Mit einem zweiten Handtuch trocknen Sie sich das Gesicht und die Hände - das genügt, den Rest erledigt der Fahrtwind.

Radfahren

  • Falls noch nicht vorhanden: Klickpedale sind beim Rennradfahren und beim Triathlon eine sinnvolle Investition. Die Kraftentfaltung ist damit gleichmäßiger, davon profitieren sie auch später beim Laufen.
  • Besorgen Sie sich ein Startnummernband, das Sie auf Ihren Hüftumfang einstellen. Dies können Sie bis zum Schluss tragen, drehen die Startnummer beim Laufen nur nach vorne.
  • Warten Sie mit dem Trinken, bis Sie auf dem Rad sind, und konzentrieren Sie die Getränkeaufnahme auf die erste Hälfte der Radstrecke.
  • Fahren Sie - gerade zu Beginn - in kleinen Gängen, treten Sie lieber schnell und mit weniger Kraft. So strengen Sie Ihre Beine weniger an.
  • Konzentrieren Sie sich unbeeindruckt von anderen auf Ihr eigenes Tempo, das gilt beim Radfahren genauso wie später beim Laufen.
  • Falls Sie sich einen Lenkeraufsatz aufs Rad schrauben, verändert sich Ihre Sitzposition. Lassen Sie sich beraten. Trainieren Sie die Aero-Haltung vorher, auch in puncto Fahrverhalten des Rades.

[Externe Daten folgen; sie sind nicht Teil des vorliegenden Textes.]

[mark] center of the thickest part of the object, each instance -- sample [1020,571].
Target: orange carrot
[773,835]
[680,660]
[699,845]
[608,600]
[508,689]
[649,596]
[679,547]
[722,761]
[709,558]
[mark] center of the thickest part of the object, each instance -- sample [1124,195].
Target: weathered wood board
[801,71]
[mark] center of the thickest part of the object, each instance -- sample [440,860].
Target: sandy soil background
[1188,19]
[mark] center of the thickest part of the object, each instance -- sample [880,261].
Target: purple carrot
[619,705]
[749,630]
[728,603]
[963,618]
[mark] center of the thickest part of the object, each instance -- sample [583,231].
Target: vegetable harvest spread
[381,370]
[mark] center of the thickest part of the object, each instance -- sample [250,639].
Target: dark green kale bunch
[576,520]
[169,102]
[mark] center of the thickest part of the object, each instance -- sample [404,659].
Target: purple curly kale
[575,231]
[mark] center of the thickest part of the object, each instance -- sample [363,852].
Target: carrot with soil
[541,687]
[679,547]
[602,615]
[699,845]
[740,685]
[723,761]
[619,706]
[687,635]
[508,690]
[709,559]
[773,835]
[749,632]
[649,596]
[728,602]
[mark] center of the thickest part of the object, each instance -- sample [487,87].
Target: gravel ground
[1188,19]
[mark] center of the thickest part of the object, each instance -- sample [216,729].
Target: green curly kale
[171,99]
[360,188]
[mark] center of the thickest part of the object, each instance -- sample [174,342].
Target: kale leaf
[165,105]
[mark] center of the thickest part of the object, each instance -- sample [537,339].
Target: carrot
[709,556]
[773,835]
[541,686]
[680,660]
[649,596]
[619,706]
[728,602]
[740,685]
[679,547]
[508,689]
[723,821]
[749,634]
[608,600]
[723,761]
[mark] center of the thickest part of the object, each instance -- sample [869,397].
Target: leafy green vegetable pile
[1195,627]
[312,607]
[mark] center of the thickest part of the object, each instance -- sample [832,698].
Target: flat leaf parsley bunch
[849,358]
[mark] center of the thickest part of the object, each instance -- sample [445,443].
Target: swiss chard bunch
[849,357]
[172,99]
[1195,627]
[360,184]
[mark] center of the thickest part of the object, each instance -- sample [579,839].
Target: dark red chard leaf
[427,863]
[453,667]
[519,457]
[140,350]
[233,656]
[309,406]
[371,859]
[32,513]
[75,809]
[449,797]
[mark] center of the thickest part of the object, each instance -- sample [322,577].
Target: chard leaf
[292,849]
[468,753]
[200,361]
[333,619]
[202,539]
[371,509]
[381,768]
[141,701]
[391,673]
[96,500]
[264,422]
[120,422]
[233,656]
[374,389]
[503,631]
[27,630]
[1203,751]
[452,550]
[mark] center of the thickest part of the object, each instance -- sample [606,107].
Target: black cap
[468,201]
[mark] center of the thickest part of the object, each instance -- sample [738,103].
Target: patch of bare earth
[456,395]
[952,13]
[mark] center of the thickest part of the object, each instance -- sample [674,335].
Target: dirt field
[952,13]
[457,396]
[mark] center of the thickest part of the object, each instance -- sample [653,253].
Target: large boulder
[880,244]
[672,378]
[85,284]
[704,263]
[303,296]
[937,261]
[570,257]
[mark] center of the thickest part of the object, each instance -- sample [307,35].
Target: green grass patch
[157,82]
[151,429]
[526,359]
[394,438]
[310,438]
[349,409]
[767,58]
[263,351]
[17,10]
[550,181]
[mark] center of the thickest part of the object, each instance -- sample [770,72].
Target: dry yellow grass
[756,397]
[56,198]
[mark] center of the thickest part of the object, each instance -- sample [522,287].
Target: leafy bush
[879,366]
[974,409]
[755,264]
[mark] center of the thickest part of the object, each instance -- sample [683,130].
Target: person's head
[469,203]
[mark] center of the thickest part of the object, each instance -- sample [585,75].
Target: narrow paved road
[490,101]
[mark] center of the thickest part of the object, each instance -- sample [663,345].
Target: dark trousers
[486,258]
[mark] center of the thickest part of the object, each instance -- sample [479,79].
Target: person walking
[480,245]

2. Wechsel vom Radfahren zum Laufen

Lassen Sie sich bei Ihrem ersten Triathlon in der zweiten Wechselzone ruhig etwas mehr Zeit. Sie werden sich fühlen, als liefen Sie auf Eiern. Der Umstieg aufs Laufen ist eine Kunst.

Laufen

  • Laufen Sie flott, aber nicht schnell los - eher wie bei einem zügigen Dauerlauf, nicht wie bei einem Laufwettkampf.
  • Konzentrieren Sie sich auf die lauftypische, tiefere Atmung bis in den Bauch hinein.
  • Socken weglassen! Gerade über kurze Triathlondistanzen ist es wenig sinnvoll, wichtige Sekunden durch langwieriges Anziehen von Socken zu verschenken. Absolvieren Sie regelmäßig Läufe ohne Socken in den Laufschuhen, die Sie beim Wettkampf tragen möchten. So finden Sie heraus, ob die Schuhe wirklich zum Barfußlaufen geeignet sind. Spezielle Triathlonschuhe sind extra auf ein sockenfreies Tragen ausgelegt.
  • Präparieren Sie Ihre Schuhe! Damit Sie schnell von den Rad- in die Laufschuhe kommen, können Sie sich mit kleinen Vorkehrungen einen Vorteil in der Wechselzone verschaffen: Verwenden Sie ein Schnellschnürsystem oder schnüren Sie Ihre Laufschuhe mit elastischen Hosengummis. Das erspart das lästige Binden der Schuhe, und Sie sind sekundenschnell auf der Laufstrecke. Streuen Sie Babypuder in Ihre Schuhe. Dann rutschen Sie auch mit feuchten Füßen schneller rein.

Fazit

Im Triathlon ist nicht derjenige vorn, der am schnellsten schwimmen, radfahren oder laufen kann - es geht um das Zusammenspiel aller drei Disziplinen, und zwar unmittelbar nacheinander. Ob Wechsel- oder Koppeltraining, beides bringt Ihnen wertvolle Zeit ein. Während der Nutzen beim Wechseltraining in einem flüssigeren, schnelleren Wechseln liegt, trainiert das Koppeltraining Ihren Körper, besser mit dem Wechsel der Disziplinen umzugehen.